Auch das Urteil des BFH II 77/61 U vom 27. Juli 1962 (BFH 75, 578, BStBl III 1962, 478), in dem trotz vollständigen Gesellschafterwechsels das Fortbestehen der Gesellschaft angenommen wurde, kann nicht zum Vergleich herangezogen werden. Abgesehen davon, daß die Rechtslage zivilrechtlich unterschiedlich beurteilt wird (vgl. das oben angeführte Urteil V 80/64 vom 21. März 1968), ist für die Grunderwerbsteuer in der Regel die zivilrechtliche Beurteilung maßgebend, während es bei der Umsatzsteuer nach der ständigen Rechtsprechung des Senats in erster Linie nicht auf die formale zivilrechtliche Gestaltung, sondern auf den wirtschaftlichen Inhalt der Vorgänge ankommt (BFH-Urteil V 205/61 U vom 14. Mai 1964, BFH 79, 450, BStBl III 1964, 395).

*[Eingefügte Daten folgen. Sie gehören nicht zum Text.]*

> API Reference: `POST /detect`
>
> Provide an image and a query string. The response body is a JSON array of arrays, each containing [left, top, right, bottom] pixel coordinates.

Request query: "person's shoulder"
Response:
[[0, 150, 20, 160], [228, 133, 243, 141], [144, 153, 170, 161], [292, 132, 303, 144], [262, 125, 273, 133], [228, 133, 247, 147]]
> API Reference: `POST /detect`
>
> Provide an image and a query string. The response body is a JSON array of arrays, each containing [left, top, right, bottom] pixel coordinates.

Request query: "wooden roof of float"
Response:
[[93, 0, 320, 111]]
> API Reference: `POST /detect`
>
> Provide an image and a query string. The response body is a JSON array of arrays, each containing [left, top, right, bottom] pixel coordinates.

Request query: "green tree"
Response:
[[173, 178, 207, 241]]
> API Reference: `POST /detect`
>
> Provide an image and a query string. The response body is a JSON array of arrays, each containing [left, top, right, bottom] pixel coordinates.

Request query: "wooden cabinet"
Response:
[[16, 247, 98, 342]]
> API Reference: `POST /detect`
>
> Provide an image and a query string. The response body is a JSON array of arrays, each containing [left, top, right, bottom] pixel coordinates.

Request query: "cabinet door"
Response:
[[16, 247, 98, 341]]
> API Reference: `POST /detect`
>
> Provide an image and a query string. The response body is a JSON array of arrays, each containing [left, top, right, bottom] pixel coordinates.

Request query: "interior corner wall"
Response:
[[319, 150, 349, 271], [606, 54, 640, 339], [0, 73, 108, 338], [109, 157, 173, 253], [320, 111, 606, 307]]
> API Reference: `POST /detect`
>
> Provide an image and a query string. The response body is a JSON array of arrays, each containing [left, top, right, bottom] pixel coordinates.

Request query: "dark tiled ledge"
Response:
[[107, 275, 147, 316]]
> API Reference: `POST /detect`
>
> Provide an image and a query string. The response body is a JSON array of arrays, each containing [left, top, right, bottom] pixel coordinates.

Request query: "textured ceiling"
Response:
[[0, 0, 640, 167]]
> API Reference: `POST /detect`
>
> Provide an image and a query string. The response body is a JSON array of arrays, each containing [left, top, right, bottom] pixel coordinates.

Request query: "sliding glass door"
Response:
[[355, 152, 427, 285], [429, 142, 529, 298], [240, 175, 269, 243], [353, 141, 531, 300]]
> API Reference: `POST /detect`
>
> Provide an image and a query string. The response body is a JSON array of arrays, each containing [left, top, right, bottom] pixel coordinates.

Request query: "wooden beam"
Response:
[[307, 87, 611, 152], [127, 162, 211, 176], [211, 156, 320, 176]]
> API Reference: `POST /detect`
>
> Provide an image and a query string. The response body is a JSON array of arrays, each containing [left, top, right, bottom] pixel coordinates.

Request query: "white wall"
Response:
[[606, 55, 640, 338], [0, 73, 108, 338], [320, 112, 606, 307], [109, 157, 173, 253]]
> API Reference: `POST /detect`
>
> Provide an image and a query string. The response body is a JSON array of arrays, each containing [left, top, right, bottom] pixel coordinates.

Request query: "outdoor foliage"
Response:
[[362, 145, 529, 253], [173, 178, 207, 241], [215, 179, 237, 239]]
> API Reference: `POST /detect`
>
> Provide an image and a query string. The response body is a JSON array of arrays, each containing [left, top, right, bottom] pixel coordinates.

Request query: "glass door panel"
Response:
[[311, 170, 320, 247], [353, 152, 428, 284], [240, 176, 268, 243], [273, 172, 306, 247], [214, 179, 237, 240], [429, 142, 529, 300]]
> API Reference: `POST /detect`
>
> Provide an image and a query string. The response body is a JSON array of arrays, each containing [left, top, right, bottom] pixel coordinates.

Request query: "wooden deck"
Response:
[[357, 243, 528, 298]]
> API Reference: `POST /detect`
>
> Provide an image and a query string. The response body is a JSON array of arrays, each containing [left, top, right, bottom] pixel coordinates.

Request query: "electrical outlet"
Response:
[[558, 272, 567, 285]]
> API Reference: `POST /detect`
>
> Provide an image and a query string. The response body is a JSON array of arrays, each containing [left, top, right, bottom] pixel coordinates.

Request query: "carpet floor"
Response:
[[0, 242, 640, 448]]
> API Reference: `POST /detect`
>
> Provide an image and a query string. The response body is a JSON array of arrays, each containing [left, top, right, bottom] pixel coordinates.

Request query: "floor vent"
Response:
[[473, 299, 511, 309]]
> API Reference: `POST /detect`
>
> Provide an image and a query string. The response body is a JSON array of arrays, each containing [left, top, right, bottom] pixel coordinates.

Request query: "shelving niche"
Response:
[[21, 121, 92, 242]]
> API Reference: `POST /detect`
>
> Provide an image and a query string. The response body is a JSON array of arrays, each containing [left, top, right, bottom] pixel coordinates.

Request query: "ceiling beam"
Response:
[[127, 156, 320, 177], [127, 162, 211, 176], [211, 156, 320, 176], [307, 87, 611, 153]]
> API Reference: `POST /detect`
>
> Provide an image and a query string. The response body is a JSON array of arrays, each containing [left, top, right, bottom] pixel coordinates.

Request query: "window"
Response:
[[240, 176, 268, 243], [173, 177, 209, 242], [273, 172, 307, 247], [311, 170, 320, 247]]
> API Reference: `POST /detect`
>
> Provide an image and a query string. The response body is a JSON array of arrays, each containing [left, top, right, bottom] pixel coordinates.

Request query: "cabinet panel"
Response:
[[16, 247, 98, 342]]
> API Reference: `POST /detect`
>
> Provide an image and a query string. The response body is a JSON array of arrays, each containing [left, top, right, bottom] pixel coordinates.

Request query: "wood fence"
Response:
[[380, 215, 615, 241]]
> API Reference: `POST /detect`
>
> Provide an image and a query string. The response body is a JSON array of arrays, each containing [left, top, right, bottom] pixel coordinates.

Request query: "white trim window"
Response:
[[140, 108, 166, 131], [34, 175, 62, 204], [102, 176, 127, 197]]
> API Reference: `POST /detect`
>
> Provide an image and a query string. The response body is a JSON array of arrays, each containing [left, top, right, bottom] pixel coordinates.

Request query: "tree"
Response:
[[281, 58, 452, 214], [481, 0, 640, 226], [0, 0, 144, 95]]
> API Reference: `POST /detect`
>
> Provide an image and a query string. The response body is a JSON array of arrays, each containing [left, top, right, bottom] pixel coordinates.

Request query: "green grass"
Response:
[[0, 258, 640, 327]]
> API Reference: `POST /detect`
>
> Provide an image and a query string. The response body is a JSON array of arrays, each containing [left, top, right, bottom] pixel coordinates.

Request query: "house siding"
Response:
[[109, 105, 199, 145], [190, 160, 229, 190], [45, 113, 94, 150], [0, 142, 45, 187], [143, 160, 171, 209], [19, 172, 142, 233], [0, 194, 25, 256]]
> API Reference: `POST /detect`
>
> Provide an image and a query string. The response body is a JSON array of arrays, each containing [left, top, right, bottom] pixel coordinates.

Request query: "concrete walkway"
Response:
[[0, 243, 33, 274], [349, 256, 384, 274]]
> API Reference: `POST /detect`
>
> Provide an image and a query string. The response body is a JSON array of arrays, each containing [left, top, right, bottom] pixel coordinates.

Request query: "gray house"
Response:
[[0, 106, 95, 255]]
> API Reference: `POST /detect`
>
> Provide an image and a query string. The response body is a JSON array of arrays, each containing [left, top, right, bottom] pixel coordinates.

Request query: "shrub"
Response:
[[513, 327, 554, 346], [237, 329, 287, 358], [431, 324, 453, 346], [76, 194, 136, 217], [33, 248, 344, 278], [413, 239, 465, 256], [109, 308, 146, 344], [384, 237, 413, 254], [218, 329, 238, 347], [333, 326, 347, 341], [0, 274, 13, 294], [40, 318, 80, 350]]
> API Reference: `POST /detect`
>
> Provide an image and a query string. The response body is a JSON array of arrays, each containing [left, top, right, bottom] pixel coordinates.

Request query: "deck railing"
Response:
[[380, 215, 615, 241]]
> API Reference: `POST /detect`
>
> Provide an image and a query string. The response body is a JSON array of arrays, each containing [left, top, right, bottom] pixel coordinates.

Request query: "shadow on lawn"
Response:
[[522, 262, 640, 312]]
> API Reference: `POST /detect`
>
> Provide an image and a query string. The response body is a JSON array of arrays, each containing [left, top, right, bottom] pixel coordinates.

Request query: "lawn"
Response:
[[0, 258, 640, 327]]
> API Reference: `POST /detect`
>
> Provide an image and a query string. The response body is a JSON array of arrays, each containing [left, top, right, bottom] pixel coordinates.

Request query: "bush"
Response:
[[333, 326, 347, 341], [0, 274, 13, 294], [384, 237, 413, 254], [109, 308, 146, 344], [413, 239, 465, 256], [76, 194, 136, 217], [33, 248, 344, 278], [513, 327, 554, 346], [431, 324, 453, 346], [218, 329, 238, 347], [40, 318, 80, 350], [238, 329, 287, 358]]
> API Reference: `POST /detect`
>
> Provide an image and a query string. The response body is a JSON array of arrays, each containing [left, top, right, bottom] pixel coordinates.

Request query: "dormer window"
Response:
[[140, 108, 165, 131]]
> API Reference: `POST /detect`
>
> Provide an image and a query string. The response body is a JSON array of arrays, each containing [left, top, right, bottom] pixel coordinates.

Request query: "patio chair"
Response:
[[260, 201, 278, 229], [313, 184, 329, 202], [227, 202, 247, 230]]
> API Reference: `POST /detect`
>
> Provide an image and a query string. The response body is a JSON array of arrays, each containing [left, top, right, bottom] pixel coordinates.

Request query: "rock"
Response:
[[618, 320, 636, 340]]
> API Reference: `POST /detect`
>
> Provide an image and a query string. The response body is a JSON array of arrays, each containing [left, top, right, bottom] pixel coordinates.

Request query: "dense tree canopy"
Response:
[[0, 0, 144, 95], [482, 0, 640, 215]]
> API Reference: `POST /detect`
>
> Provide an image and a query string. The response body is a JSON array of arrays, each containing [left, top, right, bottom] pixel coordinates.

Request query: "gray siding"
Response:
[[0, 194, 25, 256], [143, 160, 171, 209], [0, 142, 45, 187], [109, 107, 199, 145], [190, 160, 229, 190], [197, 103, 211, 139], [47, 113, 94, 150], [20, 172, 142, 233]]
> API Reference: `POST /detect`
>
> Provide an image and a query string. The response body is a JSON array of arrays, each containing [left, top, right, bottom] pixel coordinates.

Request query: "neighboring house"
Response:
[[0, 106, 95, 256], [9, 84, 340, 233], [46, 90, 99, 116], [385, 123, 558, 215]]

Dadurch, daß die Komplementäre der Steuerpflichtigen (A und B) gegen Freistellung von der Haftung für die Gesellschaftsschulden ihre Anteile an die Kommanditistin der Steuerpflichtigen (KG X) abtraten, bei der gleichzeitig ein vollständiger Gesellschafterwechsel stattfand (Ausscheiden der Komplementäre A und B und der aus den Mitgliedern der Erbengemeinschaft bestehenden Kommanditisten - Eintreten der Komplementäre C und D und der Kommanditisten E und F), und die neue KG X als Kommanditistin mit C und D als Komplementäre das Geschäft und die Firma der Steuerpflichtigen übernahm, ist - wirtschaftlich gesehen - nichts anderes geschehen, als daß die Steuerpflichtige (bestehend aus der Personengruppe A + B + Erbengemeinschaft) ihr Unternehmen an einen anderen Unternehmer (bestehend aus der Personengruppe C + D + E + F in der Form einer KG) veräußerte. Das Unternehmen der Steuerpflichtigen hat seinen wirtschaftlichen Eigentümer gewechselt. Dieser Vorgang erfüllt die Voraussetzungen des § 1 Nr. 1 des Umsatzsteuergesetzes 1951 in Verbindung mit § 85 UStDB 1951. Das FA hat ihn zutreffend als Geschäftsveräußerung im ganzen mit 1 v. H. der Umsatzsteuer unterworfen.
Unter Aufhebung der Vorentscheidung war daher die Sprungklage der Steuerpflichtigen gegen den Umsatzsteuerbescheid des FA abzuweisen.